Dışişleri Bakanlığı, İlerleme Raporlarının ve Karma Belgenin yayınlanmasından sonra bir açıklama yapar. Açıklamada Türkiye’nin “bu defa tam üyeliğe resmen aday gösterildiği” vurgulanmakta, Türkiye ile AB’nin yakınlaşmasını sağlayacak mekanizmaların geliştirilmesi gereğinden söz edilmektedir.

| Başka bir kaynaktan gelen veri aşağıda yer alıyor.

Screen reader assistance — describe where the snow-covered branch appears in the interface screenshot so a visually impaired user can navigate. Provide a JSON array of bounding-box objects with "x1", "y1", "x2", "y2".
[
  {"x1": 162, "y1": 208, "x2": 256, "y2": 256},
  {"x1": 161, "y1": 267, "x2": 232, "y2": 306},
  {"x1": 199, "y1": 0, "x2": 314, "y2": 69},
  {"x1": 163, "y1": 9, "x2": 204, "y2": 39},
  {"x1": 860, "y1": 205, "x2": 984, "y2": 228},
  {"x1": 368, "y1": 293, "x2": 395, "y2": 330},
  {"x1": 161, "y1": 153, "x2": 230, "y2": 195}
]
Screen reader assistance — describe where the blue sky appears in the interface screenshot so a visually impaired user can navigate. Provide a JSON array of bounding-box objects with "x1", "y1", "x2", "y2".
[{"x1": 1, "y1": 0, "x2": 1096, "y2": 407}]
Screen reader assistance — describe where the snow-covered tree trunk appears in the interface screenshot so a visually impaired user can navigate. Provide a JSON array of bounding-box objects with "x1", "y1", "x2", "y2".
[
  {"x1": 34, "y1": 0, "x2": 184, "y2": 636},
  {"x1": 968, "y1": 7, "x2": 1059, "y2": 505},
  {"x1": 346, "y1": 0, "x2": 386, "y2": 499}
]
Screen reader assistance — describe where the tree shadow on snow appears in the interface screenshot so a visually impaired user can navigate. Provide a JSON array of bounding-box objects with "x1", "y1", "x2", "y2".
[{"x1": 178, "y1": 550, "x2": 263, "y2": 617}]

Aynı zamanda “Kararın umut verici olduğu, Helsinki’de Türkiye’ye adaylık statüsü verilmesi sonrasında Türkiye-AB ilişkilerinde yeni bir dönem başlayacağı” söylenmekte dir 209. Kıbrıs’ın Ada’nın tek temsilcisi olarak AB ile bütünleşmesi son hızla devam etmesine ve Kıbrıs meselesinin “siyasi kriterler” başlığı altında önşart olarak konmasına rağmen Ankara’nın bu konulara hiç değinmediği, herhangi bir itirazda bulunmadığı dikkati çekmektedir. 

İkinci İlerleme Raporlarının ve Karma Belge’nin yayınlanmasından sonra yapılan Dışişleri Bakanlığının açıklamasının AB’ye yönelik herhangi bir eleştirel ifadeye yer vermemesi ilginçtir. Herşeyden önce “Kıbrıs hükümetinin” üyeliği konusunda AB’nin herhangi bir şekilde geri adım atması söz konusu değildir. Tam tersine Kıbrıs, AB’ye tam üyelik doğrultusunda en hızlı ilerleyen aday ülke konumundadır ve müzakereler büyük bir ivmeyle sürmektedir. Dolayısıyla AB, “aynı tarihi hatayı” işlemeye devam etmektedir. 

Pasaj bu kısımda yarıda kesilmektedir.